Selenskyjs wohl größtes Talent ist die Projektion von Glaubwürdigkeit. Diese Gabe hat ihn fast handstreichartig ins Präsidentenamt befördert, sie bewegt Parlamentarier auf der ganzen Welt zu stehenden Ovationen, sie bestärkt Korrespondenten aller Nationen – mit Ausnahme der russischen – in dem Glauben, daß seine Worte, Handlungen und Motive so lauter wie authentisch sind. 

Die jüngst in aktualisierter Version erschienene Biographie des ukrainischen Journalisten Sergii Rudenko dokumentiert, wie Selenskyj und andere um 2015 das politische Potential dieses Talents erfaßt. Das geschah vor dem Hintergrund der TV-Serie „Diener des Volkes“. Selenskyj spielt darin den Geschichtslehrer Wassyl Holoborodko, der zufällig und wider Willen zum Staatspräsidenten gewählt wird. Naiv und unerfahren kollidiert er mit allen Untiefen des Amts – und gewinnt die Herzen der Zuschauer. Die zweite Staffel endete 2017; eine dritte wurde rechtzeitig zum Präsidentschaftswahlkampf 2019 ausgestrahlt.

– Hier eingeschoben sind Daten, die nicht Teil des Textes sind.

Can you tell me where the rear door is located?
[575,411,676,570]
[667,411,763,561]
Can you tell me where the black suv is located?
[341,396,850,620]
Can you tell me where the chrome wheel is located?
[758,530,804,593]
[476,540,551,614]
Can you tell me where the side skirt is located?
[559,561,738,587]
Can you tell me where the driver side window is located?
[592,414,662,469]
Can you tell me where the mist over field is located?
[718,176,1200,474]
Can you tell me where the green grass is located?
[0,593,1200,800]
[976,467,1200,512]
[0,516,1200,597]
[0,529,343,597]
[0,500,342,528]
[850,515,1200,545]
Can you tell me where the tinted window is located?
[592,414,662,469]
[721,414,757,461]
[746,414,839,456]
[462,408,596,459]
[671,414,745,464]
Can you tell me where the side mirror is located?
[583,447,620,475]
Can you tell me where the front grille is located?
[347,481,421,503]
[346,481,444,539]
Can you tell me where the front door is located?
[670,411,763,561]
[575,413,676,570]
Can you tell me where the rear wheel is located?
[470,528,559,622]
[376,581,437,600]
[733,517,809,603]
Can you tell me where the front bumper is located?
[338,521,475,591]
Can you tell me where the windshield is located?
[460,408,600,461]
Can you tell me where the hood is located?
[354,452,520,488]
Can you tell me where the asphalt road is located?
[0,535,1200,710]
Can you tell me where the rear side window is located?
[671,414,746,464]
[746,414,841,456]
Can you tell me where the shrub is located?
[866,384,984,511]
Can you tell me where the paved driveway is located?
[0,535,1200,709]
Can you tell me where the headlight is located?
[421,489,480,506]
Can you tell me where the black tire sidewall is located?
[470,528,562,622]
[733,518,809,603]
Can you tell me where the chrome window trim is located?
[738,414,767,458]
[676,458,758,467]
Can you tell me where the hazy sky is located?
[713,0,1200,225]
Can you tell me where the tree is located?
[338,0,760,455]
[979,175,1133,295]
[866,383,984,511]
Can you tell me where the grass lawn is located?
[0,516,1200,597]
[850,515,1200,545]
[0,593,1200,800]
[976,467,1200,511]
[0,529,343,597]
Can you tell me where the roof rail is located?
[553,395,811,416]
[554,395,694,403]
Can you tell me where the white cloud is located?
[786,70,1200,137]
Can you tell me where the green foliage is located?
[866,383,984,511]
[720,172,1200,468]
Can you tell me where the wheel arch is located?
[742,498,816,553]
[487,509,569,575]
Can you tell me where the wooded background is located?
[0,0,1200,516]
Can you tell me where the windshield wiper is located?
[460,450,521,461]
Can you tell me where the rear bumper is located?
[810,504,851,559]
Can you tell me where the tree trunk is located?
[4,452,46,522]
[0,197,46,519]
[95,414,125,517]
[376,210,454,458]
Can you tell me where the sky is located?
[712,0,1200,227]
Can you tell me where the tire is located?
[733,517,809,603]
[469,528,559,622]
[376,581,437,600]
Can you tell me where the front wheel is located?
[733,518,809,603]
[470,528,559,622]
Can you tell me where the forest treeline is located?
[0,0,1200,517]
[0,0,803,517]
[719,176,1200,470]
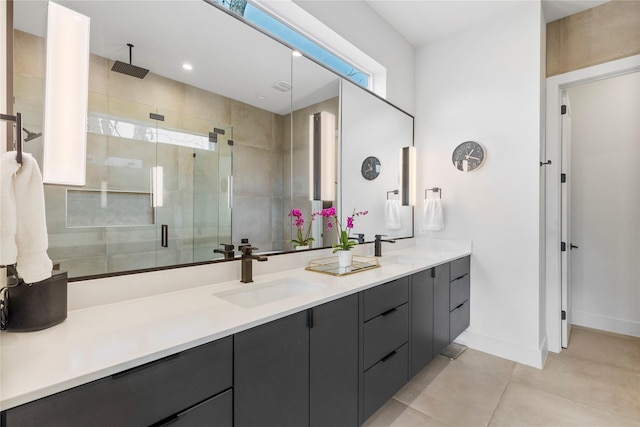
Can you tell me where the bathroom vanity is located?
[1,248,470,427]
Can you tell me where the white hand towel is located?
[384,200,400,230]
[1,152,53,283]
[0,151,20,265]
[423,198,444,231]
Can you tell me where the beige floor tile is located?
[394,357,451,405]
[362,399,408,427]
[402,350,515,427]
[512,353,640,420]
[489,383,640,427]
[562,326,640,373]
[363,399,448,427]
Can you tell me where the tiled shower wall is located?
[14,31,289,277]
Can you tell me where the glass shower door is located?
[193,124,233,262]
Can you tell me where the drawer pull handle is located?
[111,353,180,380]
[156,415,180,427]
[380,307,397,317]
[380,350,397,362]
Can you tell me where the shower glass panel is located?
[151,109,233,266]
[193,124,233,262]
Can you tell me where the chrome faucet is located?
[238,244,267,283]
[374,234,396,256]
[213,243,236,261]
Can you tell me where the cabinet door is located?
[409,269,435,377]
[310,294,358,427]
[3,337,233,427]
[233,311,309,427]
[433,264,449,357]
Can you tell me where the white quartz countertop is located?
[0,247,470,410]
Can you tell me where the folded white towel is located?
[384,200,400,230]
[0,152,53,283]
[0,151,20,265]
[423,198,444,231]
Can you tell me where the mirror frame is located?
[6,0,415,282]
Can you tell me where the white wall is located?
[295,0,415,114]
[569,72,640,336]
[415,2,546,367]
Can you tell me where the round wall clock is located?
[360,156,382,181]
[451,141,487,172]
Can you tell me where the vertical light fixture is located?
[309,111,336,201]
[42,2,90,186]
[151,166,164,208]
[400,147,416,206]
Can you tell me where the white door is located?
[560,90,572,348]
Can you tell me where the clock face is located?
[360,156,382,181]
[451,141,487,172]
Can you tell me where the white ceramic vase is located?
[336,251,353,268]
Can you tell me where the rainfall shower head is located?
[111,43,149,79]
[22,128,42,142]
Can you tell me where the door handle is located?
[160,224,169,248]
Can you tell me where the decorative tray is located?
[305,255,380,276]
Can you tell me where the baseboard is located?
[571,310,640,337]
[454,330,548,369]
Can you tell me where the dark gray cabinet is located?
[433,264,450,357]
[309,294,358,427]
[234,295,358,427]
[409,268,436,377]
[152,389,233,427]
[449,257,471,342]
[360,276,409,423]
[4,337,232,427]
[0,257,470,427]
[233,311,309,427]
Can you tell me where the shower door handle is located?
[160,224,169,248]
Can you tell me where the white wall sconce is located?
[151,166,164,208]
[400,147,416,206]
[309,111,336,201]
[42,2,90,186]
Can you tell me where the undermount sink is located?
[382,255,425,265]
[213,278,326,308]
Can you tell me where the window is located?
[215,0,371,88]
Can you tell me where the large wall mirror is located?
[13,0,413,279]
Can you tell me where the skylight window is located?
[215,0,371,88]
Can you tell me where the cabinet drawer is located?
[5,337,233,427]
[449,301,471,341]
[449,274,470,310]
[363,303,409,370]
[364,344,409,420]
[152,389,233,427]
[364,277,409,322]
[450,256,471,280]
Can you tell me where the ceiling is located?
[367,0,609,47]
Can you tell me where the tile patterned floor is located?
[364,327,640,427]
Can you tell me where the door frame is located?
[541,55,640,353]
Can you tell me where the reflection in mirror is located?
[341,80,413,241]
[14,0,291,277]
[287,56,340,248]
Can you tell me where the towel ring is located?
[424,187,442,199]
[0,113,22,164]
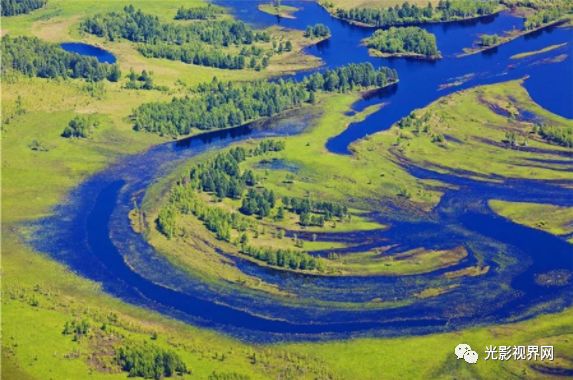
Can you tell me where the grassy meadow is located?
[1,0,573,380]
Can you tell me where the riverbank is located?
[457,16,569,58]
[368,48,443,61]
[258,4,298,19]
[2,0,573,380]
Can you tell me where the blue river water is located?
[60,42,116,63]
[32,0,573,341]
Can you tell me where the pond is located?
[60,42,116,63]
[33,1,573,341]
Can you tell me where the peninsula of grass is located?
[489,200,573,241]
[510,42,567,59]
[364,26,442,61]
[366,80,573,180]
[258,3,298,19]
[458,15,570,59]
[1,0,573,380]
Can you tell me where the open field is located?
[322,0,439,9]
[362,81,573,179]
[489,200,573,239]
[1,0,573,380]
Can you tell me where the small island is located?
[258,0,298,19]
[364,26,442,60]
[304,24,330,39]
[458,6,571,57]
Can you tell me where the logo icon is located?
[454,343,478,364]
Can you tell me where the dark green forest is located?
[156,140,326,271]
[524,6,573,30]
[116,342,189,380]
[366,26,440,58]
[2,35,121,82]
[335,0,499,27]
[304,24,330,38]
[175,4,223,20]
[81,5,274,70]
[1,0,47,16]
[62,116,99,138]
[81,5,270,46]
[132,63,398,137]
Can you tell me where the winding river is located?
[33,0,573,341]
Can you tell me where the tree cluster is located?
[81,5,270,46]
[125,69,156,90]
[282,196,348,227]
[241,245,321,271]
[240,188,276,218]
[81,5,272,70]
[175,4,223,20]
[132,63,397,136]
[304,24,330,38]
[479,34,500,47]
[366,26,440,57]
[524,7,565,30]
[62,319,91,341]
[62,116,99,139]
[2,35,121,82]
[1,0,47,16]
[535,124,573,148]
[335,0,499,27]
[156,140,330,270]
[137,42,260,70]
[116,343,189,380]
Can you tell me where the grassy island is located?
[364,26,442,60]
[258,4,298,19]
[1,0,573,380]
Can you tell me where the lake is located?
[60,42,116,63]
[33,1,573,342]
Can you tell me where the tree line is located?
[175,4,223,20]
[156,140,330,270]
[335,0,499,27]
[366,26,440,58]
[534,124,573,148]
[2,35,121,82]
[62,116,99,138]
[523,7,571,30]
[81,5,274,70]
[81,5,270,46]
[0,0,47,16]
[116,342,190,380]
[304,24,330,38]
[132,63,398,137]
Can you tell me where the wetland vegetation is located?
[365,26,441,59]
[2,0,573,379]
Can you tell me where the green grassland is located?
[323,0,439,9]
[489,200,573,240]
[2,0,573,380]
[2,0,321,87]
[362,81,573,179]
[511,42,567,59]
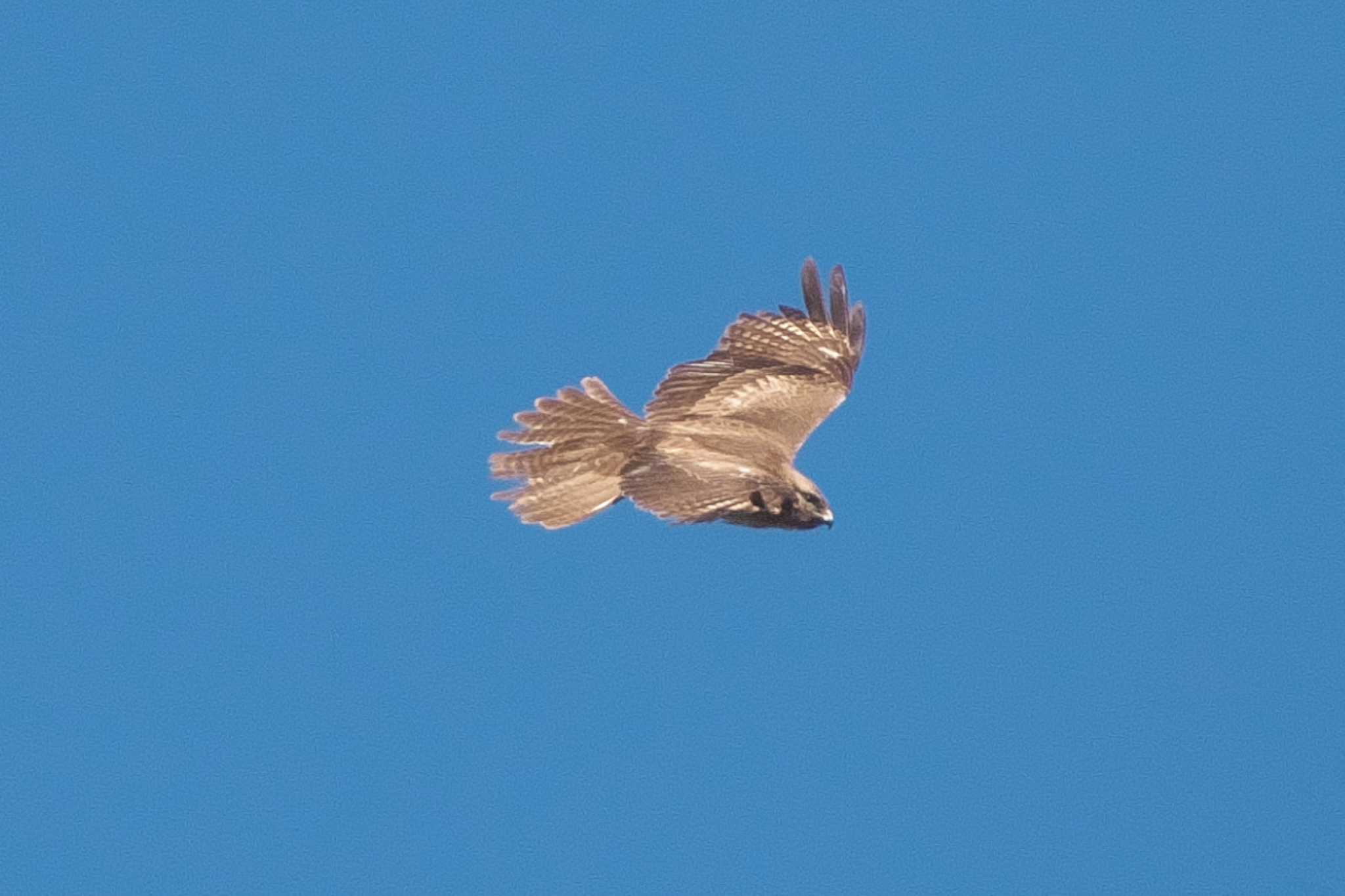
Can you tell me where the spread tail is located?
[491,376,644,529]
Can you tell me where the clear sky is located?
[0,3,1345,893]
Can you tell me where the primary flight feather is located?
[491,258,865,529]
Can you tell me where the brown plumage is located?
[491,258,865,529]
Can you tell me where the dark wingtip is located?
[802,258,827,326]
[850,302,868,357]
[831,265,850,339]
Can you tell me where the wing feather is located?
[802,258,827,324]
[646,259,865,457]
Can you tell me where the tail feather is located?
[491,376,644,529]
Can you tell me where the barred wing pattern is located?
[646,258,865,459]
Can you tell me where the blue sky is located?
[0,3,1345,893]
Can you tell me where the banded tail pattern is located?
[491,376,644,529]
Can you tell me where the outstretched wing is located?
[646,258,865,458]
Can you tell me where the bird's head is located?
[780,470,835,529]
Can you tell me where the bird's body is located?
[491,259,865,529]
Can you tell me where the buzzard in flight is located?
[491,258,865,529]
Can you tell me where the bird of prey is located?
[491,258,865,529]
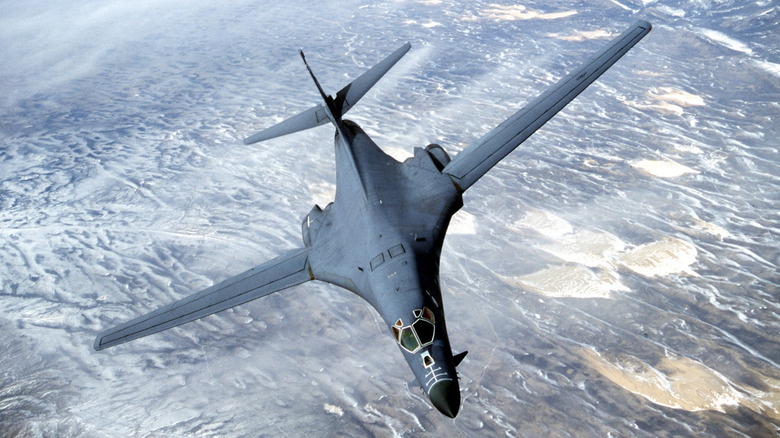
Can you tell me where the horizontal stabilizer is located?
[336,43,412,115]
[244,105,329,144]
[442,21,651,191]
[94,249,312,350]
[244,43,412,144]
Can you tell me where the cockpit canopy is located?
[392,307,436,353]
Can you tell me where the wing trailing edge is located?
[244,43,412,144]
[442,21,652,191]
[94,248,314,350]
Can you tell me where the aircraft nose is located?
[428,380,460,418]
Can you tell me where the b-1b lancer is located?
[94,21,651,418]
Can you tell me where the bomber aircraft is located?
[94,21,651,418]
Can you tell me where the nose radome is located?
[428,380,460,418]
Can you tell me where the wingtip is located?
[635,20,653,32]
[92,335,104,351]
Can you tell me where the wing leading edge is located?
[94,248,313,350]
[442,21,652,191]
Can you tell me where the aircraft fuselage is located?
[302,121,462,417]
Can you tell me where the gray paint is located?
[95,21,651,417]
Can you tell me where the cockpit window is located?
[401,327,420,352]
[392,307,436,353]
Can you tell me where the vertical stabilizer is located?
[244,43,412,144]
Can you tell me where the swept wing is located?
[442,21,652,191]
[94,248,313,350]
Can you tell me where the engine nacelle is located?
[301,202,333,246]
[425,143,450,172]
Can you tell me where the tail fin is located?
[244,43,412,144]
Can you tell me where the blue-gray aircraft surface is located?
[94,21,651,418]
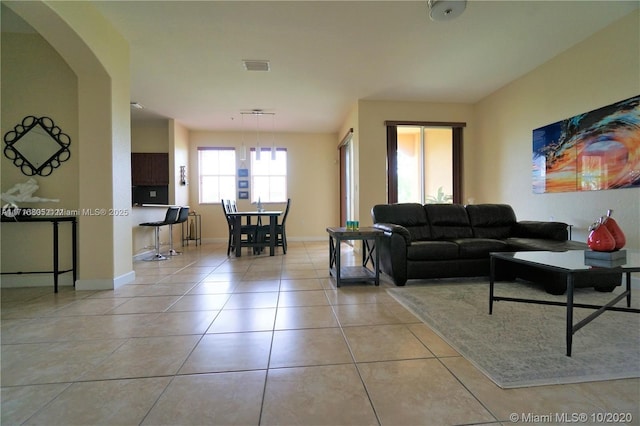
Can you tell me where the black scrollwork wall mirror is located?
[4,115,71,176]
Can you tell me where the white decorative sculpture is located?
[0,178,60,206]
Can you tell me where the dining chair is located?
[258,198,291,254]
[221,200,258,256]
[140,207,180,260]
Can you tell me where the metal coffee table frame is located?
[327,227,384,287]
[489,250,640,356]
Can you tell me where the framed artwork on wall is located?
[532,96,640,194]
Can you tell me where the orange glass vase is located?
[602,210,627,250]
[587,219,616,251]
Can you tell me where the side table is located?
[181,212,202,246]
[327,227,384,287]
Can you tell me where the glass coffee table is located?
[489,250,640,356]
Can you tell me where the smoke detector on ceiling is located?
[427,0,467,21]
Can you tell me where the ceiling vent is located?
[242,59,271,71]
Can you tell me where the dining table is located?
[227,210,282,257]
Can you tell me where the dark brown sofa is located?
[371,203,621,294]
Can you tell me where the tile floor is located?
[1,242,640,425]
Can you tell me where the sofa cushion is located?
[407,241,458,260]
[453,238,509,259]
[466,204,516,240]
[424,204,473,240]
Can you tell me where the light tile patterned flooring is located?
[1,242,640,425]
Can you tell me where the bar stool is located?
[140,207,180,261]
[167,206,189,256]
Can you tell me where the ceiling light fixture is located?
[427,0,467,21]
[242,59,271,71]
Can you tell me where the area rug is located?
[387,281,640,388]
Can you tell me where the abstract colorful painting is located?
[533,96,640,193]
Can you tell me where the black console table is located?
[2,215,78,293]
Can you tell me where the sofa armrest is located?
[512,220,569,241]
[373,223,411,245]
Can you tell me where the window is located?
[251,148,287,203]
[198,147,236,204]
[385,121,465,204]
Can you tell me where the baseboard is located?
[0,272,73,288]
[76,271,136,291]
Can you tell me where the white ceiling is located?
[5,0,640,132]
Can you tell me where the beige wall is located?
[465,11,640,248]
[189,131,340,241]
[0,33,79,286]
[2,1,135,290]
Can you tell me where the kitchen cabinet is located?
[131,152,169,186]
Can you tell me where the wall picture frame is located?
[532,95,640,194]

Dem politischen Erfolg geht eine zwanzigjährige Karriere als Schauspieler, Produzent und Initiator neuer Medienprojekte voraus, vor allem im humoristischen Fach. Als 19jähriger debütiert Selenskyj 1997 im „Klub der Witzigen und Schlagfertigen“ (KWS), einem seit den frühen 1960ern ausgestrahlten und in den Ländern der Ex-UdSSR heute noch prominenten Kultformat. In mehreren Ligen, heiß beklatscht von den jeweiligen Anhängern, wetteifern dort lokale Teams mit Sketchen und Stand-up-Einlagen. Die Breitenwirkung des Formats läßt sich kaum überschätzen. In der Sowjetunion erlaubte der hohe Beliebtheitsgrad, die Grenzen politischer Korrektheit auszutesten. So wurde KWS zum Sprungbrett vieler späterer Medienstars.

Schon Selenskyjs erste Auftritte geraten zur Weichenstellung. Seine Truppe „Transyt“ arbeitet sich bis ins Moskauer Finale vor und erringt ein Unentschieden gegen die von der Jury favorisierten Gegner. Als er KWS 2004 verläßt und beginnt, eigene Sendungen zu produzieren, begleitet ihn ein loyales Team, auf das er sich fest verlassen kann. Als „Kwartal 95“, benannt nach Selenskyjs Heimatort, einem Stadtviertel von Krywyh Rih, waren sie sechs Jahre lang erfolgreich. Selenskyj ist der unangefochtene Frontmann und Organisator, doch nichts deutet auf eine politische Karriere oder auch nur politisches Interesse hin. Was auffällt, ist die Intensität, mit der Selenskyj und seine Mitspieler bei der Sache sind. „Sie haben wirklich geweint“, erinnert sich der damalige Chef des TV-Senders Oleksandr Rodnjanskyj, „da habe ich verstanden, daß das für sie gar kein Spiel ist“. Sie könnten alles, fügt er hinzu.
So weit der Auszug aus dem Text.